New study from Rob Pringle on how invasive species disrupt habitats

 

Invasive species can dramatically reshape environments and cause extinction, even when they don't prey on their newfound neighbours, according to new research that highlights the dangers of altering habitats.

The six-year study of lizards on a string of remote islands found that the arrival of a predator can prompt species that previously co-existed peacefully to cluster in a shared refuge, creating competition that can be devastating.

“Our results suggest that we need to update conventional wisdom in a few ways," said lead author Robert Pringle, associate professor of ecology and evolutionary biology at Princeton University.


We need to think about unexpected indirect impacts — the species at greatest risk of extinction might not necessarily be those with the greatest risk of being eaten
— Rob Pringle, Quoted in France24

Understanding how species co-exist is one of the biggest challenges in biology, not least because it is hard to find or create control environments for experimentation. But Pringle and his team found a solution in the form of a string of 16 islands in the Caribbean, home to an unassuming lizard known as the brown anole, which largely hunts on the ground and in low branches.

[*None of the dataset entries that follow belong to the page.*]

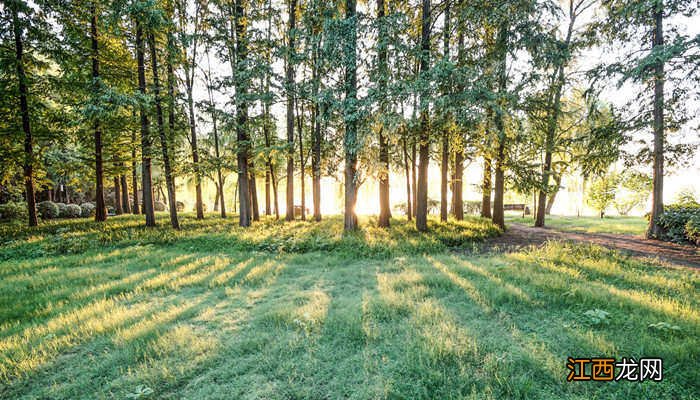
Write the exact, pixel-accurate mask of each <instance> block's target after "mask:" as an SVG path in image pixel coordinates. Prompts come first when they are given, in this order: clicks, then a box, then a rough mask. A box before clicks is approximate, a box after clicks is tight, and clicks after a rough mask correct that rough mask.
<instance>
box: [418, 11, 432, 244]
mask: <svg viewBox="0 0 700 400" xmlns="http://www.w3.org/2000/svg"><path fill="white" fill-rule="evenodd" d="M430 23H431V20H430V0H423V12H422V17H421V57H420V74H421V75H423V76H421V78H425V77H426V76H425V75H426V74H427V72H428V68H430ZM427 97H428V96H427V93H421V99H420V100H421V101H420V102H421V105H420V144H419V150H418V153H419V157H420V160H419V165H418V199H417V201H416V229H418V231H420V232H425V231H427V230H428V164H429V162H430V131H429V130H430V127H429V126H428V123H429V120H428V104H427V103H428V101H429V100H428V98H427Z"/></svg>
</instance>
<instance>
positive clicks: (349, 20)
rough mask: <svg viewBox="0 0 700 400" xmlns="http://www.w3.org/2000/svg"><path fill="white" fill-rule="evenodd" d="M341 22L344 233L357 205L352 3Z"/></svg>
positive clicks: (354, 31)
mask: <svg viewBox="0 0 700 400" xmlns="http://www.w3.org/2000/svg"><path fill="white" fill-rule="evenodd" d="M345 7H346V8H345V22H346V23H347V24H349V25H350V26H349V37H348V40H347V42H346V44H345V106H344V107H343V112H344V114H345V115H344V116H343V117H344V121H345V141H344V148H345V218H344V225H345V231H346V232H347V231H352V230H355V229H357V228H358V226H357V215H355V203H356V202H357V198H356V195H357V115H356V113H357V108H356V107H357V105H356V102H357V54H356V51H357V21H356V15H355V8H356V3H355V0H346V1H345Z"/></svg>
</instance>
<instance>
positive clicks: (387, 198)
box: [377, 0, 391, 228]
mask: <svg viewBox="0 0 700 400" xmlns="http://www.w3.org/2000/svg"><path fill="white" fill-rule="evenodd" d="M384 18H385V5H384V0H377V19H378V20H379V21H378V23H379V34H378V38H377V41H378V43H377V60H378V63H379V71H378V74H379V95H380V100H379V101H380V103H381V105H380V107H379V114H380V118H383V117H384V116H385V114H386V97H385V96H386V87H387V81H386V80H387V72H388V71H387V70H388V54H387V43H386V42H387V39H388V38H387V34H386V21H384ZM379 169H380V170H379V220H378V221H377V225H379V227H381V228H388V227H389V224H390V218H391V205H390V200H389V172H390V165H389V141H388V138H387V137H386V136H385V135H384V124H383V123H382V125H381V126H380V128H379Z"/></svg>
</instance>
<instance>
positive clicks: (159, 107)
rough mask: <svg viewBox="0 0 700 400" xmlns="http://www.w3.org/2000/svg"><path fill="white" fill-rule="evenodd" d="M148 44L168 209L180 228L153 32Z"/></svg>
mask: <svg viewBox="0 0 700 400" xmlns="http://www.w3.org/2000/svg"><path fill="white" fill-rule="evenodd" d="M148 45H149V47H150V48H151V72H152V77H153V95H154V100H155V104H156V120H157V122H158V136H159V137H160V147H161V151H162V154H163V169H164V170H165V186H166V189H167V191H168V210H169V211H170V224H171V225H172V227H173V229H180V222H179V221H178V220H177V204H176V202H175V182H174V180H173V170H172V167H171V165H170V154H169V152H168V138H167V137H166V136H165V124H164V122H163V106H162V104H161V98H160V79H159V74H158V55H157V51H156V39H155V35H154V34H153V32H150V33H149V34H148Z"/></svg>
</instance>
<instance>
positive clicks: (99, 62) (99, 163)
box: [90, 1, 107, 221]
mask: <svg viewBox="0 0 700 400" xmlns="http://www.w3.org/2000/svg"><path fill="white" fill-rule="evenodd" d="M90 12H91V14H92V18H90V41H91V42H92V54H91V58H92V80H93V82H94V85H95V87H94V88H93V89H94V90H95V91H96V92H97V91H98V90H99V79H100V59H99V53H98V51H99V50H98V39H97V8H96V5H95V2H94V1H93V2H92V3H91V5H90ZM93 126H94V137H95V221H105V220H106V219H107V207H106V206H105V197H104V170H103V165H102V130H101V129H100V121H99V119H97V118H95V121H94V125H93Z"/></svg>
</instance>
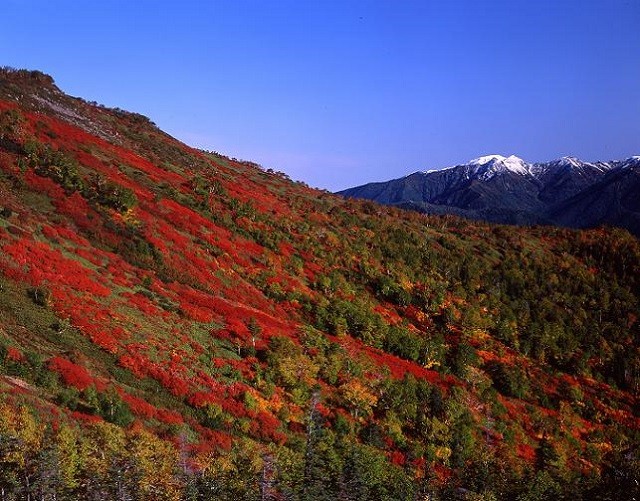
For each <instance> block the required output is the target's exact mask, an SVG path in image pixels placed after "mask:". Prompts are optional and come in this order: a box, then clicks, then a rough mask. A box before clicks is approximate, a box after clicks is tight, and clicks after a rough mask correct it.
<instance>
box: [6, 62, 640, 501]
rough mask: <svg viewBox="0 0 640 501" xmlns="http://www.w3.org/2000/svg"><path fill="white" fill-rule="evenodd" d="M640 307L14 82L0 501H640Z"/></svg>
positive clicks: (604, 282)
mask: <svg viewBox="0 0 640 501" xmlns="http://www.w3.org/2000/svg"><path fill="white" fill-rule="evenodd" d="M639 290H640V243H639V242H638V240H637V239H635V238H633V237H632V236H631V235H629V234H628V233H627V232H625V231H622V230H603V229H599V230H590V231H574V230H566V229H552V228H529V229H525V228H518V227H508V226H499V225H490V224H487V223H480V222H469V221H466V220H464V219H458V218H456V217H453V216H442V217H441V216H427V215H422V214H418V213H412V212H404V211H401V210H399V209H395V208H390V207H384V206H381V205H378V204H374V203H371V202H365V201H358V200H345V199H343V198H341V197H337V196H334V195H331V194H329V193H327V192H322V191H319V190H314V189H311V188H309V187H307V186H305V185H304V184H301V183H296V182H292V181H290V180H289V179H288V178H287V177H286V175H284V174H282V173H278V172H272V171H265V170H263V169H262V168H260V166H258V165H256V164H253V163H250V162H243V161H239V160H236V159H231V158H227V157H225V156H222V155H219V154H217V153H214V152H204V151H199V150H195V149H192V148H190V147H188V146H186V145H184V144H182V143H180V142H178V141H177V140H175V139H173V138H171V137H170V136H168V135H167V134H165V133H163V132H162V131H161V130H159V129H158V128H157V127H156V126H155V125H154V124H153V123H152V122H151V121H150V120H149V119H148V118H146V117H143V116H141V115H138V114H135V113H129V112H125V111H123V110H119V109H108V108H105V107H102V106H99V105H96V104H95V103H89V102H86V101H84V100H82V99H78V98H73V97H69V96H67V95H65V94H64V93H62V92H61V91H60V90H59V89H58V88H57V87H56V86H55V83H54V82H53V80H52V79H51V77H48V76H46V75H44V74H42V73H39V72H31V71H24V70H20V71H16V70H11V69H4V70H2V72H0V463H1V464H0V487H1V492H2V498H3V499H28V498H31V499H36V498H37V499H82V500H88V499H96V500H97V499H123V500H124V499H135V500H157V499H221V500H224V499H234V500H238V499H243V500H244V499H248V500H253V499H256V500H257V499H287V500H289V499H291V500H297V499H304V500H321V499H345V500H347V499H349V500H383V499H389V500H391V499H393V500H396V499H402V500H414V499H424V500H426V499H469V500H471V499H474V500H475V499H486V500H490V499H521V500H528V499H531V500H533V499H616V500H618V499H633V496H636V497H637V496H638V495H639V493H638V483H637V480H638V478H637V472H638V470H639V466H640V465H639V461H638V444H639V443H640V441H639V437H640V434H639V430H640V416H638V412H637V411H638V397H637V395H638V390H639V389H640V353H639V351H640V345H639V343H638V334H639V325H640V324H639V321H638V319H639V318H640V305H639V300H638V291H639Z"/></svg>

They examined four scenarios: a control group of islands where the native population was left alone, a group where the competitor tree-dwelling green anole was introduced, a group where a top predator called a curly-tailed lizard was introduced, and a group where both new species joined the native brown anoles.

But the most interesting results of the research, published Thursday in the journal Nature, came from the final scenario, where all three lizards were forced to share the same habitat.

"The 'landscape of fear' created by the predator forces prey species into intense competition," Pringle said.